Ein große Freude war mir die Begleitung des Bayerischen Buchpreises, den ich zusammen mit den Kompetenzblogs 54Books und Sätze&Schätze begleiten durfte. Neben den netten Kontakten waren wirklich viele lesenswerte Neuentdeckungen unter den nominierten Büchern (Das Floß der Medusa, Blau, Justizpalast). Zudem durften wir drei BloggerInnen auch der Preisverleihung in München beiwohnen und twittern. Größter Erfolg hierbei – unser Hashtag #baybuch trendete in Deutschland kurzzeitig auf Platz 2 der Twittercharts hinter Der Höhle der Löwen. Wäre ja gelacht wenn wir die im nächsten Jahr auch noch zersägen.

Positiv auch, dass die meisten der von mir bewusst ausgewählten und gelesenen Büchern der Lektüre lohnten.

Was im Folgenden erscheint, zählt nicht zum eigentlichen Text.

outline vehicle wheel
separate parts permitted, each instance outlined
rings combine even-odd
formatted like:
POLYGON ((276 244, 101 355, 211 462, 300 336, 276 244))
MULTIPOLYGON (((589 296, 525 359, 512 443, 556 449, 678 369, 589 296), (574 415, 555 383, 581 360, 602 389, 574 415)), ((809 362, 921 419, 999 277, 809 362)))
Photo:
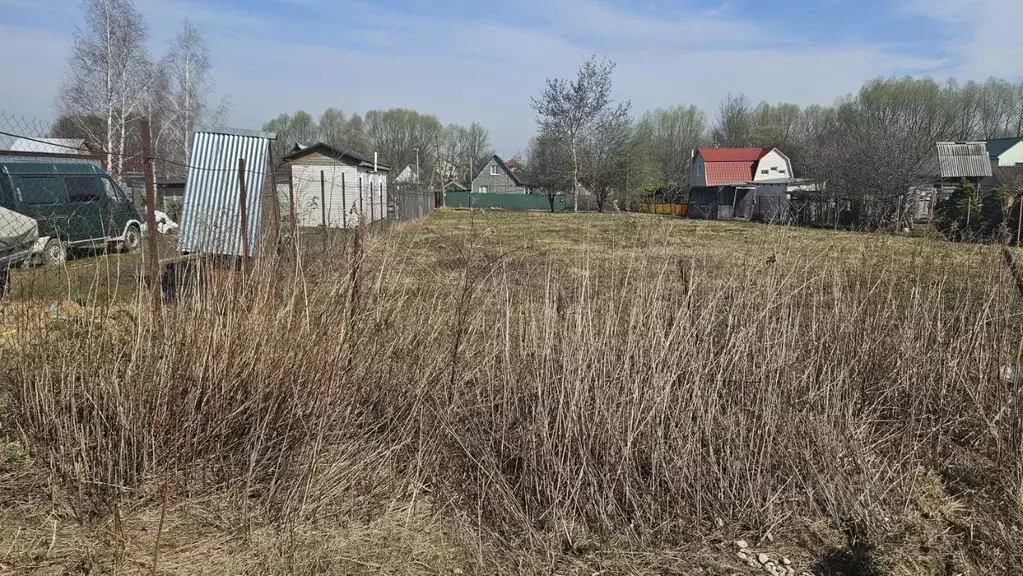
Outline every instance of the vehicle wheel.
POLYGON ((56 238, 50 238, 43 247, 43 265, 51 268, 67 262, 67 246, 56 238))
POLYGON ((135 224, 128 226, 128 230, 124 233, 124 240, 121 241, 121 250, 125 252, 134 252, 138 250, 141 245, 142 230, 140 230, 135 224))

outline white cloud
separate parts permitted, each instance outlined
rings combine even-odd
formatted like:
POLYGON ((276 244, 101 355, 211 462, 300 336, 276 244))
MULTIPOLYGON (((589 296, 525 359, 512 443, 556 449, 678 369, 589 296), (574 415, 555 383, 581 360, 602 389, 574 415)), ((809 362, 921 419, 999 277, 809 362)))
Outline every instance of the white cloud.
MULTIPOLYGON (((753 100, 829 103, 869 77, 941 65, 882 46, 807 45, 727 6, 654 14, 600 0, 522 0, 497 16, 455 18, 383 12, 358 0, 288 0, 293 8, 278 14, 198 0, 137 1, 155 52, 166 49, 186 16, 206 29, 217 87, 231 97, 235 126, 258 128, 299 108, 315 114, 327 106, 346 112, 403 106, 444 122, 478 120, 505 155, 524 148, 533 133, 530 97, 544 79, 574 74, 594 53, 618 63, 617 96, 631 99, 637 113, 681 103, 713 113, 726 93, 739 91, 753 100)), ((32 51, 31 62, 0 61, 6 77, 25 79, 0 83, 0 108, 13 101, 48 117, 67 30, 21 30, 16 37, 3 34, 7 28, 0 27, 6 53, 13 44, 46 46, 32 51)))

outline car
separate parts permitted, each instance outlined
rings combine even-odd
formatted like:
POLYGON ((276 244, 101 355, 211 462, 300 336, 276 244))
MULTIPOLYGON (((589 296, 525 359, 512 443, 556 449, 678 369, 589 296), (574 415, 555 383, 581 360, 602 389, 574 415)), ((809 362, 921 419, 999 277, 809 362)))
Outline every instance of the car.
POLYGON ((0 163, 0 207, 38 223, 31 251, 50 266, 63 264, 70 248, 137 250, 145 230, 135 205, 95 164, 0 163))

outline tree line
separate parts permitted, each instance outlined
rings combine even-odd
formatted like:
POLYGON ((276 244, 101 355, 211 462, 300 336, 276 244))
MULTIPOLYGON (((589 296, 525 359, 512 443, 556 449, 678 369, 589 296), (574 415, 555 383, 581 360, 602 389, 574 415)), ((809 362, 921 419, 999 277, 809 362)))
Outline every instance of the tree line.
POLYGON ((277 135, 278 164, 295 144, 322 142, 367 157, 378 154, 380 162, 393 170, 392 178, 405 167, 410 167, 413 174, 418 170, 410 183, 431 187, 448 182, 469 185, 472 172, 494 154, 490 131, 482 124, 445 126, 433 114, 407 108, 369 110, 360 116, 330 107, 319 119, 299 110, 280 114, 265 123, 263 130, 277 135))
POLYGON ((181 174, 190 137, 218 125, 228 102, 211 104, 212 59, 203 30, 185 19, 162 56, 149 52, 149 27, 132 0, 84 0, 50 135, 82 138, 115 177, 141 170, 140 120, 150 119, 160 176, 181 174))
POLYGON ((826 183, 822 200, 869 206, 876 223, 932 175, 936 142, 1023 134, 1023 83, 998 78, 876 78, 830 106, 728 94, 711 120, 692 105, 631 116, 611 99, 613 70, 590 58, 534 98, 527 165, 539 191, 580 191, 601 210, 612 199, 684 200, 693 149, 777 147, 798 176, 826 183))

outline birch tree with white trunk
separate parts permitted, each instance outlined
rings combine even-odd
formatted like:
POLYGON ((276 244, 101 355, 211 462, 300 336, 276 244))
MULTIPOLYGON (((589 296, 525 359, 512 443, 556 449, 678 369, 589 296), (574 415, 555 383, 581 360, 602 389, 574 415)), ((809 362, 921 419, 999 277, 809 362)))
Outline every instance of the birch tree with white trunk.
POLYGON ((84 0, 82 9, 85 21, 75 29, 56 107, 102 147, 107 168, 119 176, 129 125, 146 112, 150 95, 149 31, 132 0, 84 0), (103 118, 101 131, 90 116, 103 118))

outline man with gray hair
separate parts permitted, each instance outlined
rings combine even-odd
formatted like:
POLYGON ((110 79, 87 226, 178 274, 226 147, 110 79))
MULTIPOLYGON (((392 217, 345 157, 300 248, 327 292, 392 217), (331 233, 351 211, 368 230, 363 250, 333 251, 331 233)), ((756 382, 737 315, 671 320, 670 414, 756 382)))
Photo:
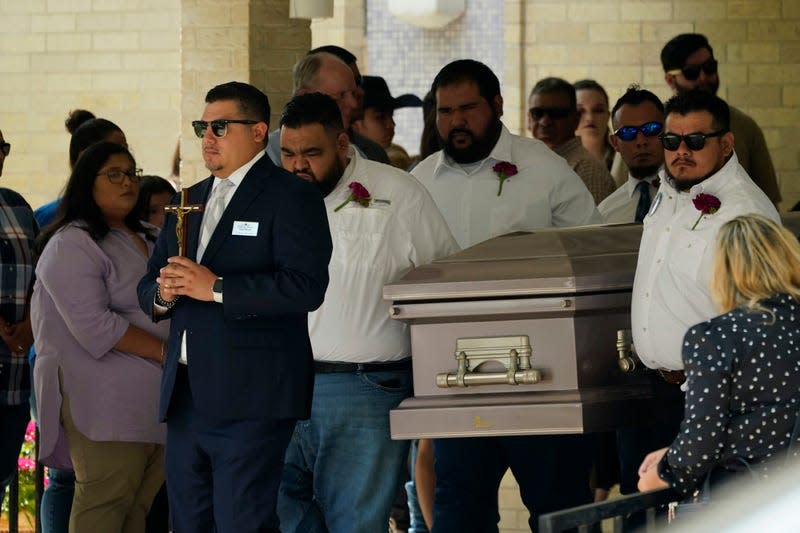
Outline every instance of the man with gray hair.
MULTIPOLYGON (((359 115, 361 98, 353 70, 340 57, 330 52, 310 53, 294 66, 294 96, 307 93, 327 94, 339 106, 342 123, 350 142, 367 159, 389 164, 386 151, 366 137, 356 135, 351 128, 359 115)), ((281 164, 280 130, 270 133, 267 155, 276 165, 281 164)))
POLYGON ((578 128, 578 104, 575 88, 561 78, 544 78, 533 86, 528 97, 528 131, 563 157, 580 176, 599 204, 614 192, 614 179, 605 163, 583 147, 575 135, 578 128))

Vor großen literarischen Enttäuschungen blieb ich 2017 gefeit, die neuen Machwerke von Arne Dahl, Juli Zeh oder Paulo Coelho seien da einmal ausgenommen. Bei der Rückschau stellte ich wieder einmal fest, dass das Jahr im Ganzen wenig Raum zum Meckern lies.

So viele spannende Bücher und Ideen, man weiß gar nicht wo man anfangen soll. Festgestellt habe ich, dass sich während meines Lesejahres unterschiedliche Schwerpunkte und Interessen ausgeprägt haben. Vor allem die spanischsprachigen Autoren haben es mir angetan, so standen 2017 überproportional viele Werke aus diesem Kulturraum auf meinem Lesezettel: Carlos Ruiz Zafon, Gabriel Garcia Marquez, Albert Sanchez Pinol, Juan Vasquez und Rodrigo Hasbún sind nur einige Autoren, die mir schöne Lesestunden beschert haben.

 

 

Auch viele Schwergewichte mit 700 Seiten und mehr waren darunter (und alle herausragend gut, genannt seien stellvertretend nur drei: Annie ProulxAus hartem Holz, Michael RoesZeithain und Chris KrausDas kalte Blut).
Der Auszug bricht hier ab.